Route information
- Maintained by Brihanmumbai Municipal Corporation
- Length: 4 km (2.5 mi)
- Existed: 2007–present

Major junctions
- West end: Ghatkopar
- East end: Mankhurd

Location
- Country: India
- States: Maharashtra
- Major cities: Mumbai

Highway system
- Roads in India; Expressways; National; State; Asian;

= Jeejabai Bhosle Marg =

Road in eastern Mumbai

Jeejabai Bhosle Marg, the official name of the Ghatkopar-Mankhurd Link Road (GMLR) or the Mankhurd-Ghatkopar Link Road (MGLR), is a road in eastern Mumbai connecting the suburbs of Mankhurd and Ghatkopar. It connects to the Mumbai-Pune Expressway via the Sion Panvel Highway. The road is 4 km long and 200 feet wide. Construction on its main carriageway started in 2005 and it was opened in 2007.

==BRTS==
On 7 September 2012, BEST announced that it would implement a bus rapid transit system (BRTS) with dedicated lanes on the GMLR. Under the project, the GMLR will be widened to 60m and concretised. The project will cost ₹2070.3 million. Existing service roads on each side of the artery will be converted into additional drive lanes, expanding the road to four lanes in each direction. The slip lane will be reserved for BEST buses.

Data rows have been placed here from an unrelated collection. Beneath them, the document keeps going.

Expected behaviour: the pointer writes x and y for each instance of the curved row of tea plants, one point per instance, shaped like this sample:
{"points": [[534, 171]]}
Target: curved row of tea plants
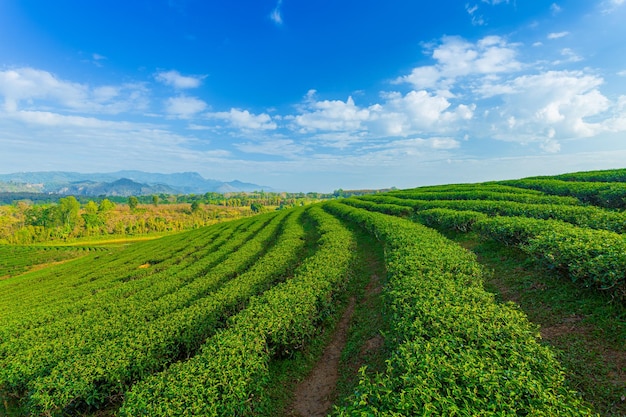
{"points": [[603, 194], [478, 194], [228, 377], [587, 216], [98, 285], [455, 350], [36, 361], [15, 260], [113, 366], [596, 258]]}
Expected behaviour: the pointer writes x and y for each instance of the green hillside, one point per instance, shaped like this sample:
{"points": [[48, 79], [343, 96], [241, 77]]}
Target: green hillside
{"points": [[496, 299]]}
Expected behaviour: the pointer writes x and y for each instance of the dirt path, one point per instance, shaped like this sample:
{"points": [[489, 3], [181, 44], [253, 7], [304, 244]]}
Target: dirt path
{"points": [[315, 395]]}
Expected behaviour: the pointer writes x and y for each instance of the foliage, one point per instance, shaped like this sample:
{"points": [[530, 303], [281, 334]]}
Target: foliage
{"points": [[455, 350]]}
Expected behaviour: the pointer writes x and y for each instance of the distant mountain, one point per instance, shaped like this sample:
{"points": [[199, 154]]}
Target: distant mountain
{"points": [[121, 183]]}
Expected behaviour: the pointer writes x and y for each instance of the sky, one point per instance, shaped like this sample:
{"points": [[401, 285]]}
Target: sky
{"points": [[314, 95]]}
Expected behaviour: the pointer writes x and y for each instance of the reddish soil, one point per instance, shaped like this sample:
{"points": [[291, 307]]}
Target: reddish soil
{"points": [[315, 395]]}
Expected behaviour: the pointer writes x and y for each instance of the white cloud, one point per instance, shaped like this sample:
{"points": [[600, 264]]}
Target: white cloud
{"points": [[243, 119], [184, 107], [477, 19], [36, 89], [554, 104], [609, 6], [276, 147], [174, 79], [456, 57], [557, 35], [334, 115], [569, 55], [550, 146], [276, 15]]}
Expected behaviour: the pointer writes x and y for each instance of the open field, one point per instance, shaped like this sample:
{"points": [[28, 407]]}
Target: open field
{"points": [[470, 299]]}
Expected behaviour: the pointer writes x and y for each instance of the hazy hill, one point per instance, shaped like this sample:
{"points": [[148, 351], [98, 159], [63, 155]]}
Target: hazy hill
{"points": [[121, 183]]}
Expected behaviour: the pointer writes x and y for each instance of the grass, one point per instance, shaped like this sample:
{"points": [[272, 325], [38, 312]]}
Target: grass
{"points": [[586, 328]]}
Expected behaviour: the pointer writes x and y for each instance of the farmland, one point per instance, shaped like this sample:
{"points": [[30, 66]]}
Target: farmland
{"points": [[473, 281]]}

Underneath reinforced concrete road, the BMC will construct lines for electricity, gas, water and telephone. A reinforced concrete wall will be constructed at culverts and bridges after encroachments are removed, so that the embankment of the road and the new reinforced concrete box cell of utility services are protected.
There will also be 2 pedestrian bridges at Bainganwadi Junction and Shivaji Nagar Junction.

Following the opening of the Eastern Freeway in 2013, traffic from Dr Babasaheb Ambedkar Road is shared with the former, and merges with the GMLR near RBK School. GMLR also helps ease traffic on the Sion Panvel Highway.